Tumor-Node-Metastasis System for PC

  • Developed by the American Joint Committee on Cancer (AJCC) and the Union for International Cancer Control (UICC)
Primary Tumor (T) Categories
TX The main tumor cannot be assessed
T0 No evidence of a primary tumor
Tis Carcinoma in situ (very few tumors are found at this stage)
Includes intraductal papillary mucinous neoplasm with high-grade dysplasia, intraductal tubulopapillary neoplasm with high-grade dysplasia, mucinous cystic neoplasm with high-grade dysplasia and high-grade pancreatic intraepithelial neoplasia
T1 The cancer has not spread beyond the pancreas and is ≤2 cm (~0.75 inch) across
    T1a Tumor is ≤0.5 cm across
    T1b Tumor is >0.5 cm and <1 cm across 
    T1c Tumor is 1-2 cm across 
T2 The cancer has not spread beyond the pancreas but is >2 cm and ≤4 cm across
T3 The cancer is confined to the pancreas and is >4 cm across
T4 The cancer has extended further beyond the pancreas into nearby large blood vessels
Regional Lymph Nodes (N) Categories
NX Regional lymph nodes cannot be assessed
N0 Regional lymph nodes (lymph nodes near the pancreas) are not involved
N1 Cancer has spread to regional lymph nodes
N2 Cancer has spread to ≥4 regional lymph nodes 
Distant Metastasis (M) Categories
M0 The cancer has not spread to distant lymph nodes or to distant organs
M1 Distant metastasis is present
Stage Grouping for Pancreatic Cancer
Stage 0 (Tis, N0, M0) The tumor is confined to the top layers of pancreatic duct cells and has not invaded deeper tissues. It has not spread outside the pancreas.

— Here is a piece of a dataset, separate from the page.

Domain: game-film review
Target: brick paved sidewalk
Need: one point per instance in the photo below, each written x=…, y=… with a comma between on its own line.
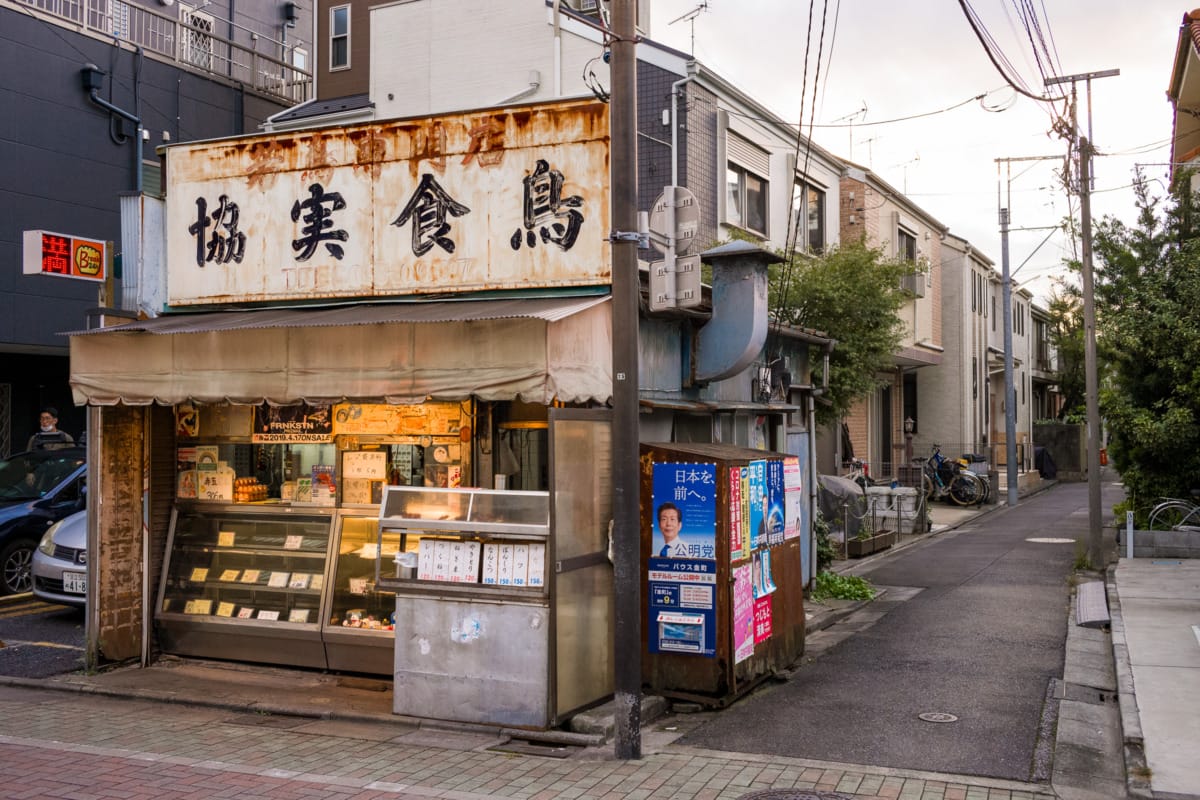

Stage IA (T1, N0, M0) The tumor is confined to the pancreas and is ≤2 cm in size. It has not spread to nearby lymph nodes or distant sites.
Stage IB (T2, N0, M0) The tumor is confined to the pancreas and is >2 cm and ≤4 cm in size. It has not spread to nearby lymph nodes or distant sites.
Stage IIA (T3, N0, M0) The tumor is confined to the pancreas and is >4 cm in size. It has not spread to nearby lymph nodes or distant sites.
Stage IIB (T1–3, N1, M0) The tumor is confined to the pancreas and is <2 to >4 cm in size. It has spread to ≤3 nearby lymph nodes but not to distant sites.
Stage III (T1-3, N2, M0) The tumor is confined to the pancreas and is <2 to >4 cm in size. It has spread to ≥4 nearby lymph nodes but not to distant sites.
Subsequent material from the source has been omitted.